# Optoma HD300X screen delay?



## graham01 (Apr 26, 2014)

Hi everyone,

I hope someone can help me solve my issue, I purchased an Optoma HD300X 3D 1080p projector from ebay, it was cheap because it was missing a bulb (and therefore has no warranty either) I replaced the bulb and initially it seemed to work perfectly well.

Several years ago I had another similar projector, the Optoma HD20 which is 1080p. I bought this one new, and it was probably the best thing I ever owned, I had it for 2 years and used it pretty much every day on PS3 and watching blu ray films on my laptop. It was extremely smooth, and I never had an issue with any response time/delay. I played COD Black Ops and Black Ops 2 on the HD20, and the response time seemed almost instant.

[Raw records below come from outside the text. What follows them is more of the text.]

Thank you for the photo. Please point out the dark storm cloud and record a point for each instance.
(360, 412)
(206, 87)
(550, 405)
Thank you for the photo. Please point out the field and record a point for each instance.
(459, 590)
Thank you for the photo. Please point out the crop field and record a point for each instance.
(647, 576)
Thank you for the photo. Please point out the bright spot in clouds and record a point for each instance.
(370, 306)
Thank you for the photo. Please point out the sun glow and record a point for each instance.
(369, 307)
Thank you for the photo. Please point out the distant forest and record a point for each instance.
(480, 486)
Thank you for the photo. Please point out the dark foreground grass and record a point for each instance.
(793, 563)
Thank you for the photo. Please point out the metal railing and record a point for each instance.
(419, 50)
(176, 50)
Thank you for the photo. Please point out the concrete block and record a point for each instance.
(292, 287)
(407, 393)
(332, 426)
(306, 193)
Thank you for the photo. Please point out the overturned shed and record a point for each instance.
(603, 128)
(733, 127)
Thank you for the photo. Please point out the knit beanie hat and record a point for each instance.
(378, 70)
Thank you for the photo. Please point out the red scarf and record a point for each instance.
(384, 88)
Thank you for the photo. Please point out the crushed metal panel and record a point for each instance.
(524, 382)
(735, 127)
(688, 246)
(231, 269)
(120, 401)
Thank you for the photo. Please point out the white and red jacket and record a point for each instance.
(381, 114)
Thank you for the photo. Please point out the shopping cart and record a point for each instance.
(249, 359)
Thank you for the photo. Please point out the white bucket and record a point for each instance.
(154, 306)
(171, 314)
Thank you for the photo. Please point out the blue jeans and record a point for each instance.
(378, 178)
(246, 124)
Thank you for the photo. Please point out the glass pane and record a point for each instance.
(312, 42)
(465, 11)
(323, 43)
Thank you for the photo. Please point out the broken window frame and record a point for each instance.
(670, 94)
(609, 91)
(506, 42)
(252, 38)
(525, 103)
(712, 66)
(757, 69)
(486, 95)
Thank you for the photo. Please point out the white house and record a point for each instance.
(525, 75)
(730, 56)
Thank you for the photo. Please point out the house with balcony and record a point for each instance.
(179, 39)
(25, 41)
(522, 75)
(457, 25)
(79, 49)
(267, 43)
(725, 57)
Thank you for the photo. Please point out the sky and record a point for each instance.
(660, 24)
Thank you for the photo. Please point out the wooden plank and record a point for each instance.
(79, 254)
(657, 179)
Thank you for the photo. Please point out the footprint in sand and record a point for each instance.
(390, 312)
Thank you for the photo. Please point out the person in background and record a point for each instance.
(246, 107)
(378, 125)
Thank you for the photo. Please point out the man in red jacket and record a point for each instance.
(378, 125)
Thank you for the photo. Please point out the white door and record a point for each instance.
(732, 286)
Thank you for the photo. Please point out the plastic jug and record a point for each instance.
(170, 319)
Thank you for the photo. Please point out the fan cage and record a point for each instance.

The Optoma HD300X seems to have a delay of about half a second when I play these games through it, it makes it literally impossible to play online. The motion on the screen is smooth, but every action is just half a second late. I am not running anything in 3D, I have disabled as many 3D options within the PS3 settings, the game setting, and the projector itself. It seems some people have had the same issue but resolved it by disabling some 3D settings. 

It is the same thing with just scrolling through the menus on the PS3 screen, but not as noticeable as when playing a game. I also plugged my laptop in to the projector, and the cursor movement seems about half a second late too. 

All the above statements convinced me the delay is in the projector, the strange thing is, when I have my projector connected to the PS3, I have the audio routed through the scart to my speakers. If I stream something through BBC iPlayer/4od (on the PS3) the lip sync is perfect! So to me this means there is no delay in the projector??

I also have 2 PS3's and I have tested them both and give exactly the same results. 

I have also tried limiting the PS3 output to 720p and 576p (which looks disgusting on a 120" screen) but the delay is exactly the same.

I really hope someone can help me with this, it would be highly appreciated!

Kind Regards,
Graham


----------



## mechman (Feb 8, 2007)

Input lag is something that plagues some projectors aas well as some displays. Are you running your hdmi cables through a receiver? If so, try adn run them directly to the projector and see if that helps.


----------



## graham01 (Apr 26, 2014)

Thanks for your reply, no I am not running through a receiver, just straight through from PS3 to projector. 

I have read there is some bad projectors, but I believe Optoma are a very good brand. Like I said, I used to own an Optoma HD20 and the response time was superb, I expected the same if not better from the HD300X as it is newer and more expensive. 

I would like to flash a different version of firmware, does anyone know how to do this? It has a USB service port on the back. Current firmware version is C07 which is slightly strange as I have read on forums people have C04 or C05. I would like to try to flash to C04 if it is possible.

Thanks,
Graham


----------